Back to Work.

Today I go back to work.  Yesterday I spent a lot of the day worrying about it.  I'm not even sure WHAT exactly I'm nervous about, but I am definitely nervous.  It's going to feel awkward and foreign and I have no idea how my body is going to react, let alone my brain!  I'm honestly just flat out scared.  I had a huge sobbing breakdown last night.  I had a hard time falling asleep.  And now I'm up and trying to remember how to get ready to go to work, and I'm already tired.

I think the hardest part of this whole experience is just no longer having a "normal" - not in any part of my life.  Everything seems foreign and a lot of times it really feels like no one else can possibly understand how difficult just getting through a regular day can be.

I am heading downtown today with every hope that I can make it at least MOST of the way through the day, but also willing to accept the fact that that may just not be the way it goes.  Like Jennifer said yesterday, if I can only work 4 hours, then I'll only work 4 hours.

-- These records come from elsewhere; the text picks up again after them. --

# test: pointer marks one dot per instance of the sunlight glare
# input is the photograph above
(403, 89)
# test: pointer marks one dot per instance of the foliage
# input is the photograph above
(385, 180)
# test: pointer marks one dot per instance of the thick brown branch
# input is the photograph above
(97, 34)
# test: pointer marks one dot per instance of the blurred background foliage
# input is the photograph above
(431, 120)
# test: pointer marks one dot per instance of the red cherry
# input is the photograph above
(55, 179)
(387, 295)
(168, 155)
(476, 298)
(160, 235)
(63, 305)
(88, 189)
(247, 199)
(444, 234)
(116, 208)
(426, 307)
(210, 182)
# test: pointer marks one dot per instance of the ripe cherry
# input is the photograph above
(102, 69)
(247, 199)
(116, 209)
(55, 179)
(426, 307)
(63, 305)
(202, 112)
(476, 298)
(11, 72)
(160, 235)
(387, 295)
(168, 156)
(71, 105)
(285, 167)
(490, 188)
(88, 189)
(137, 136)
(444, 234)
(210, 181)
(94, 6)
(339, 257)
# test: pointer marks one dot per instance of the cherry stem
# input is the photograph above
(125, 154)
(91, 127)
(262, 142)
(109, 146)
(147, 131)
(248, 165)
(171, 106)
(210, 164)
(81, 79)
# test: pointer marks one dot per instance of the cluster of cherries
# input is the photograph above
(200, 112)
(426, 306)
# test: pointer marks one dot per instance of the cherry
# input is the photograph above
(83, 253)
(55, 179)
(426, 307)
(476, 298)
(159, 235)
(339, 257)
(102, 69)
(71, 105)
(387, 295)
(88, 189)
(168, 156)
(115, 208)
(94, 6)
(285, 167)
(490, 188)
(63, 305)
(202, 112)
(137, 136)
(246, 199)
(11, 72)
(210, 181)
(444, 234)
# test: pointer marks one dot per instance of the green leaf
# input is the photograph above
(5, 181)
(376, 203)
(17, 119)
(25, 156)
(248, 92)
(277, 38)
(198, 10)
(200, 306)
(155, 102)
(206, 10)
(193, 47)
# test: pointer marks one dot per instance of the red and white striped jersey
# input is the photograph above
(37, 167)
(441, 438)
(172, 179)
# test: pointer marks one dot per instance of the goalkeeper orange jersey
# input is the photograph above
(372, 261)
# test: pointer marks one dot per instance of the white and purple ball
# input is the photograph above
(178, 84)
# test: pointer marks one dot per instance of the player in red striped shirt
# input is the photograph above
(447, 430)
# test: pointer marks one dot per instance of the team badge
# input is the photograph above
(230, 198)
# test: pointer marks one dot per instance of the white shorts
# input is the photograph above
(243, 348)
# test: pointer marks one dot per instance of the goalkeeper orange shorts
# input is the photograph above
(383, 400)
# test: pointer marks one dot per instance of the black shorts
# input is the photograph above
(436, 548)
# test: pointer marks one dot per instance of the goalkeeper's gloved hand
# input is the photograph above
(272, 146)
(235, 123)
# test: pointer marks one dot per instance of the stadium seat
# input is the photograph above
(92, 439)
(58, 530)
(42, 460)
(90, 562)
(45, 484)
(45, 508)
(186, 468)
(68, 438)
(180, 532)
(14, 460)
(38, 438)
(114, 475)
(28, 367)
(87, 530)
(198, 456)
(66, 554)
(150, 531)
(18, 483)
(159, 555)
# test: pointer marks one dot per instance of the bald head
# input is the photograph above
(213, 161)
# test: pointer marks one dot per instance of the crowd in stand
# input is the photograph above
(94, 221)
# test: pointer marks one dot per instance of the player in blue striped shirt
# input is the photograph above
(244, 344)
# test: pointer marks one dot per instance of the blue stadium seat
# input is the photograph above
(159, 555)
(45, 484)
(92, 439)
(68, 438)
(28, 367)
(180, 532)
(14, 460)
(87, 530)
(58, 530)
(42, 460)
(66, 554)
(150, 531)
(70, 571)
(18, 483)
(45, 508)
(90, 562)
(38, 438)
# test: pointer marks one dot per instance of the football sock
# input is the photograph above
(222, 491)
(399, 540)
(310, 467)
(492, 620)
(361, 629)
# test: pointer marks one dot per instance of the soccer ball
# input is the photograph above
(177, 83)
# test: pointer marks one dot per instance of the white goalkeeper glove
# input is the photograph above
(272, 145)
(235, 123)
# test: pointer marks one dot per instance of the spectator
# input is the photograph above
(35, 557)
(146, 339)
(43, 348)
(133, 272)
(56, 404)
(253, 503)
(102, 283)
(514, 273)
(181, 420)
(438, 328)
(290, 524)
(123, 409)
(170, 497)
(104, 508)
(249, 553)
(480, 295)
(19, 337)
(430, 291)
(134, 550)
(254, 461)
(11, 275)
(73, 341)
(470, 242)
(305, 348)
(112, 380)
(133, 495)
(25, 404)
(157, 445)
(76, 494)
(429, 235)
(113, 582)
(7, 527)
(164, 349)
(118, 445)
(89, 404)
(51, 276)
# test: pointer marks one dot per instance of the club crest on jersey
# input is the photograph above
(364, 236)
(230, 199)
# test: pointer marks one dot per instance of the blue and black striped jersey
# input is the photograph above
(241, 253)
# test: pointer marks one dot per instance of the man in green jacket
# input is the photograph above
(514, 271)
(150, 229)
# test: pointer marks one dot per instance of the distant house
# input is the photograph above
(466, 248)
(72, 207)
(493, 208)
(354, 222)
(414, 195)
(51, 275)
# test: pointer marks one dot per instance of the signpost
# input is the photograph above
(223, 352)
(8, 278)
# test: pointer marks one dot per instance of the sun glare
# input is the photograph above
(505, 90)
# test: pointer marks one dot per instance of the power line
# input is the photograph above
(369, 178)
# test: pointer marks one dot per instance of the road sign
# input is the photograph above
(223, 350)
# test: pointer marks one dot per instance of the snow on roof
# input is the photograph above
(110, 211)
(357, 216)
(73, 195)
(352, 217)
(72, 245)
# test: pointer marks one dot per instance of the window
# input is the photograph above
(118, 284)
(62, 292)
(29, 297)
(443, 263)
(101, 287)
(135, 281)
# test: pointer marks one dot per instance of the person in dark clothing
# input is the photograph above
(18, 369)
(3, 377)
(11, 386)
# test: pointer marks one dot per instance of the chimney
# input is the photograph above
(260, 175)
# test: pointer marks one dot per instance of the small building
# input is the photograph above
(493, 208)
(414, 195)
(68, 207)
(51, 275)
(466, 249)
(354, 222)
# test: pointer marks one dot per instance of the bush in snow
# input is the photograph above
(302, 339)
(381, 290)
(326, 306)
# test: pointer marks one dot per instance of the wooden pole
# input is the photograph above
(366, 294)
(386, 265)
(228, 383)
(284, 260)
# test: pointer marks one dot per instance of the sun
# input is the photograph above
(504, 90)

It's just so scary.  Daunting.  It's difficult to get people to understand that even though I look better, I am not the me I used to be.  It's also difficult to deal with an onslaught of sideways tilted heads and furrowed brows looking at me with pity.  I realize that people don't know what to do or say, and I accept that it's hard for everyone around me, too.  I just don't know how to respond to it all.  I find myself wanting to comfort THEM when I get the worried looks.  Tell them I'm fine.  But in a lot of ways I don't feel fine.  My body is like a foreign country.  My brain seems to be functioning on about half a tank most of the time (and on fumes here and there).  I'm filled with anxiety.

Staying positive and being strong isn't an easy task.  That in itself is damn near a full time job right now.

But the truth is - I need to get a move on here and get my ass to work.  Because I know that despite my fears, it's going to be really good for me to be back there.  I need it, mentally.  (Not to mention financially.)

Wish me luck...

Xxo, Phoebe

Comments

All the luck I've got to give!!!!!!!!
Mum said…
I KNOW they'll love having you back. Ask for patience when you need it! You could copy a page from "Crazy Sexy Cancer" explaining your current circumstance, then hand it out to any co-workers who don't get it, or are uncomfortable. Mostly be patient with yourself. You will get back into the swing of it, but your body most be your guide for now.
Carol said…
I know the exact look you're describing - people don't know what to say or do, and while they may or may not try to hide it, it all comes out looking like pity. That look has caused me to keep quiet about some bad things that have gone on in my life. I feel like that look somehow makes the bad stuff real. If I don't get that look, I can at least put on a happy(ish) face and plow through whatever is going on. I think I might appreciate it more when people at least try to say SOMETHING, even if it's "out there".
Ah, anyway... I see you made it through almost a full day! That is fantastic! Funny how a routine can be really comforting :)
Love you!
Jen said…
Annnnnnd this is also how I feel as my mom is diagnosed and going through cancer... that same look, that same pity thing... I don't want to be identified as "the girl who's mom has cancer." Great post, Pheobe.